Experience with the makeready world champion
The Rapida 106 perfector has been in production at gdz since August 2011. In the meantime, the transition from web to sheetfed offset has been completed and the 16-page web press now stands idle. The results from the first six months certainly command respect: Around 80% of the jobs which used to be printed on the web press are today handled by the Rapida. The only losses have been work where web offset is the only meaningful possibility. Urs Zieri: “On the other hand, if you look at the state of the Swiss web offset market today, with the effects of a weak euro and the brutal competition from abroad, we are glad not to be operating in that segment any more.”
Urs Zieri: “The Rapida is a complex industrial system, but we were already in full production barely a week after installation. We attached great importance to proper training for our operators.

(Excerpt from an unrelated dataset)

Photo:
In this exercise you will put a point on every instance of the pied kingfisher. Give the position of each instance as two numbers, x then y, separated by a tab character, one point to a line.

They all attended a one-week basic training course in Radebeul, and were then accompanied through the start-up phase by KBA instructors. After six months, an instructor visited us again to brush up the existing knowledge and to optimise press-handling skills.“
In the meantime, the whole team works a two-shift system. That is a quantum leap for all concerned. The productivity of the press is enormous and forced gdz to rethink a number of processes in Zurich-Manegg. Urs Zieri: “The switch from web to sheetfed offset was not least a logistical challenge. In web offset, the products are often already finished when they come off the press. With a sheetfed press, by contrast, you have only semi-finished products. That means providing for intermediate storage. And the operators naturally had to adjust the way they worked to exploit the full benefits of a press with direct drive technology. We all went through a certain learning phase.”
The switch has paid off
Even after just six months, Urs Zieri says that the investment in the KBA Rapida 106 has more than paid off. The switch from web offset to high-performance sheetfed has been successful. The makeready world champion in Zurich is not only fast and efficient in production, it also permits concentration on value enhancement and high-quality products. The example of gdz AG could well be a pointer to the future development of the Swiss print market. Given the shifts in the market and the massive pressure on prices for classic web products, a ten-colour sheetfed press is becoming an ever more attractive alternative for many web offset printers. But whichever way the coin falls, KBA offers cutting-edge solutions for both technologies.